Hiroaki Ohya is the creator and name of the Tokyo, Japan based fashion label OHYA. His work has become well known around the world for its innovation and experimentation, often utilizing futuristic imagery and materials, influenced by everything Anime to Western film and literature. Largely seen as artistic works, Ohya’s designs are often not conceivably worn for every day purposes, but have become popular nonetheless for their artistic merit.
Born in in Kumamoto in 1970, Hiroaki Ohya attended and graduated from Bunka Fashion College in 1992 before being quickly recruited and employed by Issey Misake and the Miyake Design Studio. In 1996, he started his line of clothing under the name Ohya Design Zoo Co Ltd, presenting in the Paris Collection that same year.

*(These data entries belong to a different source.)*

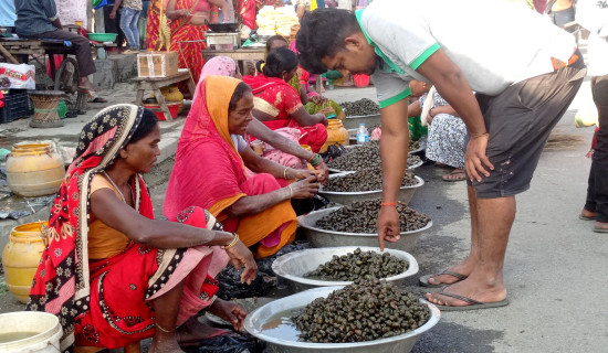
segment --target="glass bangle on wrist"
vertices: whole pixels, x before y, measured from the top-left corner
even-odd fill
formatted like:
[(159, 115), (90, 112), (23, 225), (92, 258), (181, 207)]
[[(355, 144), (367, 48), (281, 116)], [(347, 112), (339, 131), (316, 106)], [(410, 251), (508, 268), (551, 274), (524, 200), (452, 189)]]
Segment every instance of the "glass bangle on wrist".
[(220, 248), (226, 250), (237, 245), (237, 243), (239, 243), (239, 235), (237, 233), (232, 233), (232, 236), (233, 236), (232, 242), (230, 242), (230, 244), (228, 245), (221, 246)]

His earliest and most famous outlandish project was the Astroboy by Ohya collection, launched in 1999, based on the Astroboy anime and done in collaboration with show’s production company, Tezuka Productions.
Another conceptual project produced in 1999 showed Ohya’s interest in creating artistic projects more so than functional clothing that people can purchase. His Ohya The Wizard of Jeanz collection was a series of 21 books that would transform into clothing when they were unfolded. The basis for the idea was in the American film, The Wizard of Oz, and only 20 editions of the collection were produced, with a selling price of $5000 each. The collection brought him both acclaim for his artistic merit and criticism for his lack of practical application.
In an interview later held in 2001, Ohya explained that he gained the inspiration for his Wizard of Jeanz collection from an old book he had found in a flea market. He noted that you could “see something from fifty years ago the way it was fifty years ago.” He went on to note that his own creations “vanish within half a year. Especially in Japan it is produce, throw away, produce, throw away.” He mentions that he “had the feeling that [he] was creating household garbage.” The Wizard of Jeanz collection was thus a commentary on how he saw the fashion industry, constructed of entirely fake, polyester materials and printed parts of the clothing.
Another of Ohya’s design concepts utilizes the ubiquitous Cup noodles that populate store shelves throughout Japan. He called this 2000 collection Cup Mode and it consisted of Fashion Magazines that had been crafted of cotton, which converted into jackets.